4. Connecting the image to the new virtual machine
On local hardware I use Proxmox VE 3.1. I created a virtual machine with the following configuration:
balloon: 256
bootdisk: virtio0
cores: 2
ide2: nfs-da: iso / debian-7.2.0-amd64-netinst.iso, media = cdrom, size = 222M
memory: 768
name: pupkin
net0: virtio = 26: 95: 81: 17: D9: 14, bridge = vmbr0
ostype: l26
sockets: 1
virtio0: nfs-da: 143 / vm-143-disk-1.raw, format = raw
I, of course, unzipped the image file of the virtual machine and put it in the right place with the necessary access rights (/ mnt / nfs is a section configured as a Proxmox VE storage, 143 is the identifier of the new virtual machine):
# zcat /home/vasya/xvda.raw.gz> /mnt/nfs/images/143/vm-143-disk-1.raw
# chown nobody: nogroup /mnt/nfs/images/143/vm-143-disk-1.raw
Due to my inexperience, I was looking forward to the victory, but this was not the case: the Grub bootloader dropped out into its console. Moreover, attempts to boot manually were doomed to failure: the resulting image lacked the initrd environment initializer, and the kernel was highly specialized and did not contain drivers for virtio devices (network and hard disk). Experienced specialists can add me and explain how Linux booting is configured in XEN, I didn’t have a case before, I already had a new plan: I need to put a linux kernel, its drivers and an initrd from a running virtual machine with a similar operating system.
5. Bootloader fix
I had a working virtual machine, to which I added a new disk, and then deleted its image from the file system and replaced it with a symlink for a broken image. Previously, I, of course, turned off the virtual 143, so that the image does not accidentally open 2 processes simultaneously.

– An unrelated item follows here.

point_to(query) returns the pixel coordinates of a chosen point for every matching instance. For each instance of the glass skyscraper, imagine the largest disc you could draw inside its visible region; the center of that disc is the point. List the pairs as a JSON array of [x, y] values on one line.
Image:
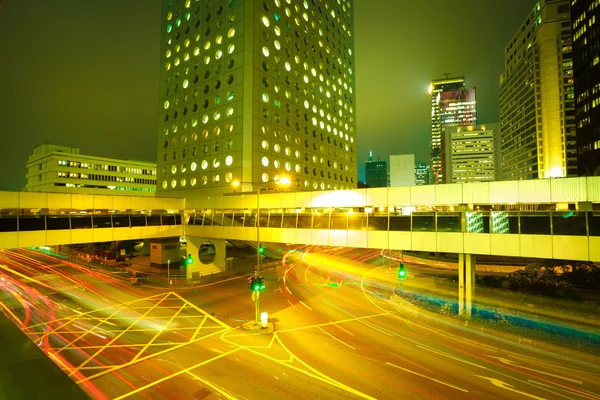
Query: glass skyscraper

# rm /mnt/nfs/images/200/vm-200-disk-2.raw
# ln -s /mnt/nfs/images/143/vm-143-disk-1.raw /mnt/nfs/images/200/vm-200-disk-2.raw
I downloaded the virtual 200, mounted the FS of the broken image and copied the linux kernel, the working bootloader and the device drivers there.
# mkdir / mnt / vdb1
# mount / dev / vdb1 / mnt / vdb1
# cp /boot/vmlinuz-3.2.0-4-amd64 /mnt/vdb1/boot/vmlinuz-3.2.0-4-amd64
# cp /boot/initrd.img-3.2.0-4-amd64 /mnt/vdb1/boot/initrd.img-3.2.0-4-amd64
# cp /boot/System.map-3.2.0-4-amd64 /mnt/vdb1/boot/System.map-3.2.0-4-amd64
# cp -r /lib/modules/3.2.0-4-amd64 / mnt / vdb1 / lib / modules
I turned off 200, turned on 143 and entered the Grub manual boot commands:
grub> root (hd0, msdos1)
grub> linux /boot/vmlinuz-3.2.0-4-amd64 root = / dev / vda1
grub> initrd /boot/initrd.img-3.2.0-4-amd64
grub> boot
The system booted and even successfully started mysql and apache2. Of course, I had to fix
/etc/network/interfaces
so that the system went to the local network and was able to communicate with the router and the Internet.
On a fully working machine, there were no further problems: I started the grub installation and installed the linux kernel from the repository to finally straighten the bootloader and follow the debian-way:
# grub-install / dev / vda
# apt-get update
# apt-get install linux-image-2.6.32-5-486
# reboot
Conclusion
As a result of all the manipulations, I got a virtual machine, almost identical to the original, but working in the Proxmox VE environment with the KVM hypervisor and not requiring a special bootloader. The image is scheduled to be transferred to the client to run in a VMware ESX cluster.